Nomi e cognomi, indirizzi e coordinate bancarie, date di nascita e dettagli dei documenti: nei giorni scorsi si stimava che l’identità di 100mila dipendenti, di 600mila aspiranti dipendenti della forze armate e dei membri delle loro famiglie avrebbe potuto riversarsi nelle mani di malintenzionati di tutto il mondo. Ora il bilancio si è aggravato : sono a rischio i dati di un milione e 700mila individui. L’hard disk portatile che conteneva i record non avrebbe dovuto varcare i confini di un ambiente accessibile al solo personale autorizzato: è possibile che sia stato portato a casa da un funzionario, è possibile che sia stato trasferito in un altro ufficio dell’azienda incaricata di gestire i dati. Le autorità stanno indagando.

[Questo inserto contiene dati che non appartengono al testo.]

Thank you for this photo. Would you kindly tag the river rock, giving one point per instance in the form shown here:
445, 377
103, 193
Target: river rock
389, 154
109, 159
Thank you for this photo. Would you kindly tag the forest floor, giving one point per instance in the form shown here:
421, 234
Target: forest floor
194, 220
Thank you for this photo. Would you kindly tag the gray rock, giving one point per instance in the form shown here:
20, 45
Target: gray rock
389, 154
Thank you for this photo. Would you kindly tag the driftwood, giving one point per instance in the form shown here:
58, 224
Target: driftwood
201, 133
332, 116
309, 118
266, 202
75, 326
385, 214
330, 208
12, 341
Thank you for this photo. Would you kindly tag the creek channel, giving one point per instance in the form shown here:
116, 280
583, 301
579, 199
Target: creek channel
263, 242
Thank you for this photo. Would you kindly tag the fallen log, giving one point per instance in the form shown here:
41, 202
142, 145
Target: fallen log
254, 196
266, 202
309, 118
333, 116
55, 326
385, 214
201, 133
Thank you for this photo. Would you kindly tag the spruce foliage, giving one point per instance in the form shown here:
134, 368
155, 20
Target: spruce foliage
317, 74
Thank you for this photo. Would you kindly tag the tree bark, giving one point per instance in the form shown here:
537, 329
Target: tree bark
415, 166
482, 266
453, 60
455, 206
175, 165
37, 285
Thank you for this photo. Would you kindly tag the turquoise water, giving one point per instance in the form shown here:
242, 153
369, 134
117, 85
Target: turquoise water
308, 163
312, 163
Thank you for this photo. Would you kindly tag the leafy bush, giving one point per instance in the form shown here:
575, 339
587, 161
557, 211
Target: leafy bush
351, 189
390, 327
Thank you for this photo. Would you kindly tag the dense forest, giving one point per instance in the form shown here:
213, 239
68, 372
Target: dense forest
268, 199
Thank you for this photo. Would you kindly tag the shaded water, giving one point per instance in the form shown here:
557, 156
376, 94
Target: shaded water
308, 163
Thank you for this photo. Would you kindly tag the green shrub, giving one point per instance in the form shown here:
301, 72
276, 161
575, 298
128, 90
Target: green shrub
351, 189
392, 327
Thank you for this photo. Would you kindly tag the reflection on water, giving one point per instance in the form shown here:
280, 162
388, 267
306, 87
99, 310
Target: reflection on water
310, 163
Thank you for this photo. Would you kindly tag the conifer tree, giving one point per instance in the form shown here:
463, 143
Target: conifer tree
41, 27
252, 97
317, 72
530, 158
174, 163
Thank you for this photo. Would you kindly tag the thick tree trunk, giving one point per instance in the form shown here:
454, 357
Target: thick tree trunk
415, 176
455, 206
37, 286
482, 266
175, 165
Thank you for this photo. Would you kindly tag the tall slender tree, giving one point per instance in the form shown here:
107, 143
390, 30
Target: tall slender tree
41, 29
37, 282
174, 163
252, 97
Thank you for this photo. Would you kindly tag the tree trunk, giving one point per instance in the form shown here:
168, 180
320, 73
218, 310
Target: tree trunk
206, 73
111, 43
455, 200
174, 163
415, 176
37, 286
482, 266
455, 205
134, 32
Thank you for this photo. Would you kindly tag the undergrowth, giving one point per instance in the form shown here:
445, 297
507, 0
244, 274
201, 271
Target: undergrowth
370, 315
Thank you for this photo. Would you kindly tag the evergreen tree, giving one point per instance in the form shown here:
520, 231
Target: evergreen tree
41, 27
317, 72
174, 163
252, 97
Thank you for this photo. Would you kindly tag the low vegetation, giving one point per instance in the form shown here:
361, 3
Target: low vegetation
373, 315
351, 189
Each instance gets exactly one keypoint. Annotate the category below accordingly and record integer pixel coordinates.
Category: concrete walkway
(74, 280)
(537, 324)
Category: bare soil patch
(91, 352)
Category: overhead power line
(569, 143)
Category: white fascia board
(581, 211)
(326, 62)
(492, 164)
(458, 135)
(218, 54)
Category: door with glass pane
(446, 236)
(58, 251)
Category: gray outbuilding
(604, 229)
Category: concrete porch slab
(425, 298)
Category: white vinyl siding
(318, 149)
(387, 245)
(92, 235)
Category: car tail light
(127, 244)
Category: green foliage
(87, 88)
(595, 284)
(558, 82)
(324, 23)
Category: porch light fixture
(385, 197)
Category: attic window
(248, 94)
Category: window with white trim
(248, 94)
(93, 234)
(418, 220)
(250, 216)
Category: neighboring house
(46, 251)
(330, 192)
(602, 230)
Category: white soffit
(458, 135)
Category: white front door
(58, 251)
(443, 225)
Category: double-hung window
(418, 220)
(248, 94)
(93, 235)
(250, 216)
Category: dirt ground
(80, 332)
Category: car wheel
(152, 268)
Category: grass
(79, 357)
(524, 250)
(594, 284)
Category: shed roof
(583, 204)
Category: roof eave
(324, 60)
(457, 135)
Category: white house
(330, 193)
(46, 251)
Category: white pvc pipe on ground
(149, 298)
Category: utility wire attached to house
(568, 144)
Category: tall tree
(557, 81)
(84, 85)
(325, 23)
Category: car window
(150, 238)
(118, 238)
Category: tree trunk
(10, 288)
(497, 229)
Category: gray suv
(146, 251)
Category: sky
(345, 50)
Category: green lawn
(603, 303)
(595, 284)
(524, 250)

La fuga di dati che ha colpito l’Esercito britannico non è un caso isolato: in 4 anni il ministero della Difesa ha smarrito 747 laptop e 121 dispositivi di archiviazione portatili. Nei mesi scorsi , inoltre, un impiegato aveva lasciato incustodito un notebook all’interno di un’automobile. Il ladro che se ne è appropriato si è ritrovato fra le mani informazioni relative a 600mila persone che avevano compilato il modulo per entrare a far parte dell’esercito nei 10 anni precedenti. Era scattata un’indagine a riguardo, dalla quale era emerso che le misure di sicurezza adottate dal Ministero si dimostravano lasche e poco puntigliose: i dati erano troppo spesso in chiaro, i dipendenti poco responsabili e consapevoli. Dall’indagine si erano tratte anche delle raccomandazioni e dei codici di condotta da mettere in atto per tutelare la mole di dati depositata presso i server delle istituzioni. Nonostante il paese vanti sistemi di archiviazione sofisticatissimi e avidi di dati, l’invito alla responsabilizzazione non è bastato: il mese scorso sono andati persi tre laptop ministeriali, ora la scomparsa dell’hard disk.

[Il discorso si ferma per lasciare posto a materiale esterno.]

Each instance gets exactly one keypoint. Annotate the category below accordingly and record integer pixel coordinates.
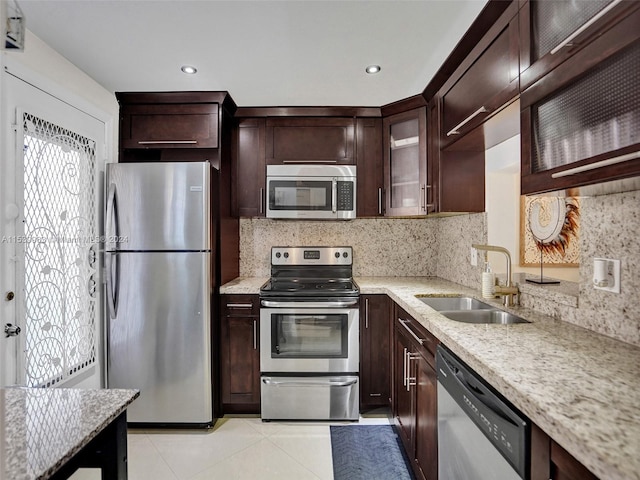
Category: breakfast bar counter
(50, 432)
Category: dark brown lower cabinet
(240, 354)
(415, 394)
(375, 347)
(549, 461)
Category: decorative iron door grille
(60, 246)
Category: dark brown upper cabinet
(551, 31)
(249, 166)
(407, 186)
(484, 82)
(310, 140)
(581, 122)
(166, 120)
(370, 172)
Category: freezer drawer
(310, 398)
(158, 206)
(159, 334)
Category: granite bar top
(43, 428)
(580, 387)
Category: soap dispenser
(488, 282)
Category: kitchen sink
(454, 303)
(483, 316)
(470, 310)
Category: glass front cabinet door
(407, 188)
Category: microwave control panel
(345, 196)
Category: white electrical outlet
(606, 274)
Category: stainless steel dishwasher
(480, 437)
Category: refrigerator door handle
(112, 261)
(111, 227)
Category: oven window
(299, 195)
(309, 335)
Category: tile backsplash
(440, 246)
(382, 247)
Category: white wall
(502, 204)
(44, 68)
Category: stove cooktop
(311, 272)
(300, 287)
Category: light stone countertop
(580, 387)
(41, 429)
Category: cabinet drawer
(310, 140)
(485, 82)
(582, 126)
(551, 31)
(240, 305)
(169, 126)
(425, 341)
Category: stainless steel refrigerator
(158, 257)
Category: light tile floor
(237, 448)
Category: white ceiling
(265, 52)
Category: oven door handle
(298, 383)
(328, 304)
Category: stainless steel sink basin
(483, 316)
(454, 303)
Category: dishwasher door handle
(298, 383)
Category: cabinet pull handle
(456, 130)
(262, 200)
(239, 305)
(567, 41)
(593, 166)
(404, 367)
(411, 381)
(366, 313)
(255, 334)
(309, 161)
(165, 142)
(417, 338)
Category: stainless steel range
(309, 335)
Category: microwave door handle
(334, 195)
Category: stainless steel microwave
(311, 192)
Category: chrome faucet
(509, 291)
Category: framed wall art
(549, 231)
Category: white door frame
(15, 78)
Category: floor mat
(368, 452)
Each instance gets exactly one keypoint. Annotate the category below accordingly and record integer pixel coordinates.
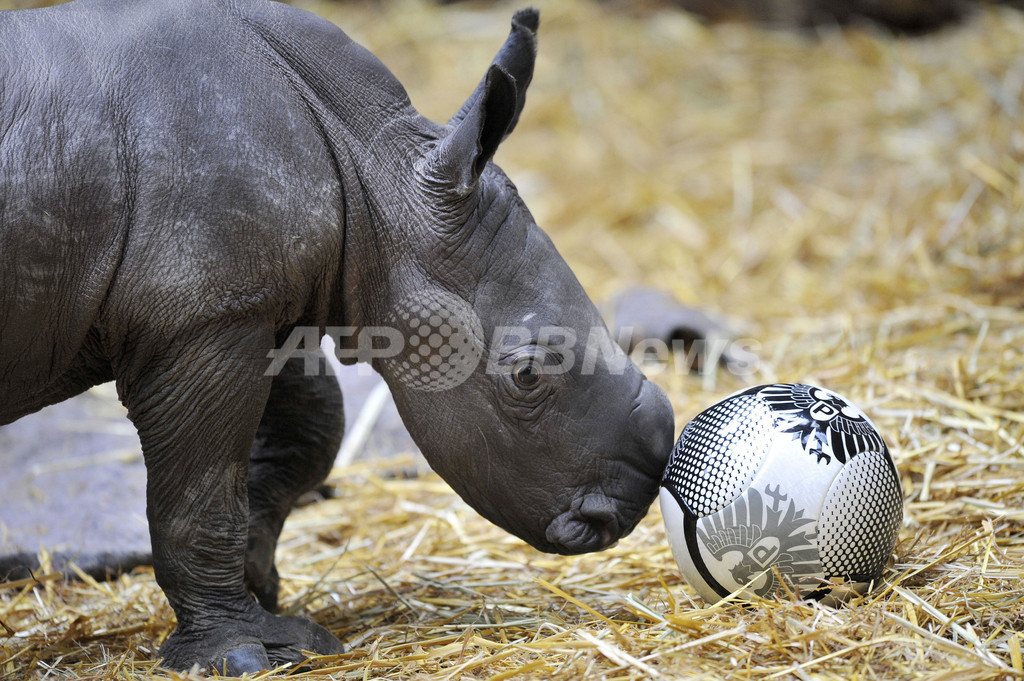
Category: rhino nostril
(652, 425)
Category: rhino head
(507, 377)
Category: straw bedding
(851, 202)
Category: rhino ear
(461, 158)
(492, 112)
(516, 56)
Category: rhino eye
(526, 373)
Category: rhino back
(160, 166)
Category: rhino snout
(590, 524)
(652, 425)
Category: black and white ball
(779, 490)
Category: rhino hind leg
(197, 420)
(295, 447)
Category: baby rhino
(193, 193)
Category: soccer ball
(781, 491)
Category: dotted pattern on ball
(860, 517)
(719, 453)
(441, 347)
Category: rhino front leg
(296, 444)
(197, 406)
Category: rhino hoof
(249, 657)
(266, 643)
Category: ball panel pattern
(719, 454)
(860, 518)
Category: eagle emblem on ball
(826, 425)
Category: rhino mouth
(593, 522)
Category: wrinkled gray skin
(181, 184)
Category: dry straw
(853, 202)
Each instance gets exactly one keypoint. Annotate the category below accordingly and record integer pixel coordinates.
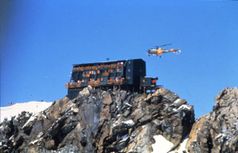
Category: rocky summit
(217, 132)
(101, 121)
(114, 120)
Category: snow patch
(13, 110)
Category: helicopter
(159, 50)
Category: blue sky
(40, 40)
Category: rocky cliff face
(101, 121)
(218, 131)
(122, 121)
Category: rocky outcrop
(218, 131)
(100, 121)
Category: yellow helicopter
(159, 50)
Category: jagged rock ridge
(217, 132)
(100, 121)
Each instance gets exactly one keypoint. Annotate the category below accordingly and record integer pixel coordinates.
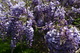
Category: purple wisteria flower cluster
(51, 16)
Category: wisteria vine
(51, 16)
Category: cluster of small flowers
(61, 39)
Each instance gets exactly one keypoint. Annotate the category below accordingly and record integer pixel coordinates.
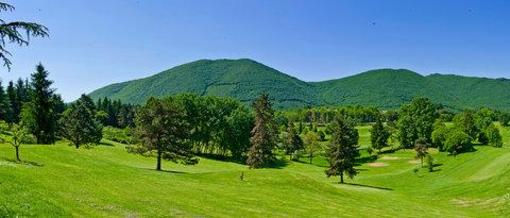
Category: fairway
(59, 180)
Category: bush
(457, 141)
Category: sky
(94, 43)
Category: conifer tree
(162, 129)
(44, 123)
(293, 141)
(343, 149)
(79, 124)
(379, 134)
(264, 134)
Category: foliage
(430, 162)
(19, 135)
(416, 120)
(124, 136)
(421, 147)
(41, 117)
(343, 149)
(493, 136)
(457, 141)
(162, 128)
(312, 146)
(79, 124)
(17, 32)
(439, 135)
(264, 134)
(293, 142)
(379, 135)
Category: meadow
(106, 181)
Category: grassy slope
(107, 181)
(245, 79)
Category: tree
(493, 136)
(465, 121)
(311, 144)
(504, 119)
(79, 124)
(439, 135)
(44, 123)
(162, 128)
(17, 32)
(293, 142)
(343, 149)
(415, 121)
(18, 137)
(457, 141)
(421, 147)
(379, 134)
(4, 104)
(430, 163)
(264, 134)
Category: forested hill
(244, 79)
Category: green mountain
(245, 79)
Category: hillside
(244, 79)
(106, 181)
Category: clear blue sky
(98, 42)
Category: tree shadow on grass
(109, 144)
(169, 171)
(24, 162)
(367, 186)
(365, 159)
(278, 164)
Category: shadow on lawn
(23, 162)
(367, 186)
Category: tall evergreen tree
(163, 129)
(79, 124)
(343, 149)
(4, 104)
(41, 98)
(264, 134)
(17, 32)
(293, 142)
(416, 120)
(379, 134)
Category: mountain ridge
(244, 79)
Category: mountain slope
(245, 79)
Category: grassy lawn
(58, 180)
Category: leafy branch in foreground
(12, 32)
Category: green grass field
(106, 181)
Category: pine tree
(421, 147)
(13, 115)
(4, 104)
(293, 141)
(264, 134)
(79, 124)
(379, 134)
(163, 129)
(44, 124)
(343, 149)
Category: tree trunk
(158, 165)
(17, 153)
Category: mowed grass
(106, 181)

Il Regno Unito, sull’onda montante delle polemiche per la colossale fuga di 25 milioni di dati avvenuta in seno all’ Her Majesty’s Revenue and Customs , è stato costretto a fare ammenda : la circostanza si sarebbe potuta evitare . Ora non è più sufficiente porgere delle scuse: “è vitale che ci sia un cambiamento culturale nelle istituzioni – ammonisce Nigel Evans, a capo della commissione parlamentare che si occupa dei furti d’identità – che tutti i professionisti siano consapevoli delle loro responsabilità di proteggere e gestire i dati pubblici”.
I dati parlano chiaro: se nel mondo si vaporizzano 4 record al secondo, se su scala globale i furti d’identità sono una pratica comune, la responsabilità è di chi gestisce archivi e custodisce record . Non sono infidi cracker ad insinuarsi nei database e a violare sofisticati sistemi di protezione: a mettere a rischio le informazioni sembrano essere gli stessi dipendenti delle strutture colabrodo. In un’ indagine commissionata da Cisco che ha coinvolto aziende di tutto il mondo è emerso che sono i dipendenti l’anello debole della catena della sicurezza: si scambiano hardware e password, fanno uso di applicazioni non autorizzate, si portano a spasso i dispositivi di storage forniti dall’azienda per cui lavorano. L’Italia non fa eccezione: sono in molti coloro che appuntano le password su foglietti disseminati sulla scrivania, il 49 per cento dei professionisti IT è convinto che i dipendenti abbiano alterato le impostazioni di sicurezza delle proprie macchine per fruire di applicazioni vietate, il 27 per cento degli impiegati italiani porta fuori dall’ufficio l’hardware aziendale. La differenza è altrove: al contrario di quanto accade nel Regno Unito, nel Belpaese le fughe di dati non sono argomento che guadagna l’attenzione delle cronache.